Ben E. King and the Average White Band play the Montreux Jazz Festival in Switzerland, as do Buddy Guy and Junior Wells. The San Francisco Kool Jazz Festival features Natalie Cole, Wild Cherry, and Tavares, and Chicago plays Alpine Valley near Milwaukee. On the radio, WLS is rockin’ pretty hard, with Foreigner, the Eagles, the Steve Miller Band, Boston, Fleetwood Mac, and Heart all placing singles in the Top 20. The top three, however, are “Lonely Boy” by Andrew Gold, Alan O’Day’s “Undercover Angel,” and Shaun Cassidy’s cover of “Da Doo Ron Ron,” which is topping the chart for a fourth straight week.

(The lyrics of “Lonely Boy” are narcissistic nonsense—as I have frequently said over the years, if you want to know why baby boomers are the way they are, there’s your proof—but the record sounded great on the radio back in the day, and it brings back the summer of 1977 pretty clearly, even at the distance of 30 years.)

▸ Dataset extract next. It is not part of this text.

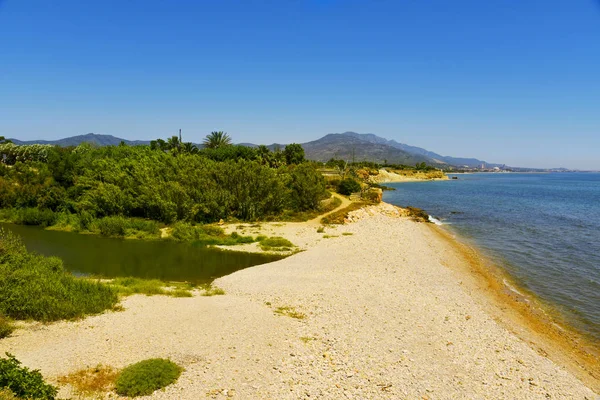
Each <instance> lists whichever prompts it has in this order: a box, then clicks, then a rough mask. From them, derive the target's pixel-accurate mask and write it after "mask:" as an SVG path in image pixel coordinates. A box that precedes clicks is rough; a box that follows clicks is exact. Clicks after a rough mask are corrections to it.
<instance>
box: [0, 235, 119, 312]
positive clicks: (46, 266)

“Lonely Boy” (45 version)/Andrew Gold (buy it here)

2 responses

  1. That’s still one of my favorites!

  2. We’re listening to the AT40 from the very day in question, where “Lonely Boy” resides at #31. Jimmy Guterman and Owen O’Donnell’s The Worst Rock-and-Roll Records of All Time (own it if you don’t) places Mr. Gold’s sibling-rivalry whine at #14, nestled between two other dysfunctional-family favorites: “Cat’s in the Cradle” (#13) and “The Living Years”. I leave you with a quote from the entry for “Lonely Boy” you might find sweetly relevant to this day in your life, 2013:

    “Listen, Goldie, even Marcel Proust wasn’t this hypersensitive.”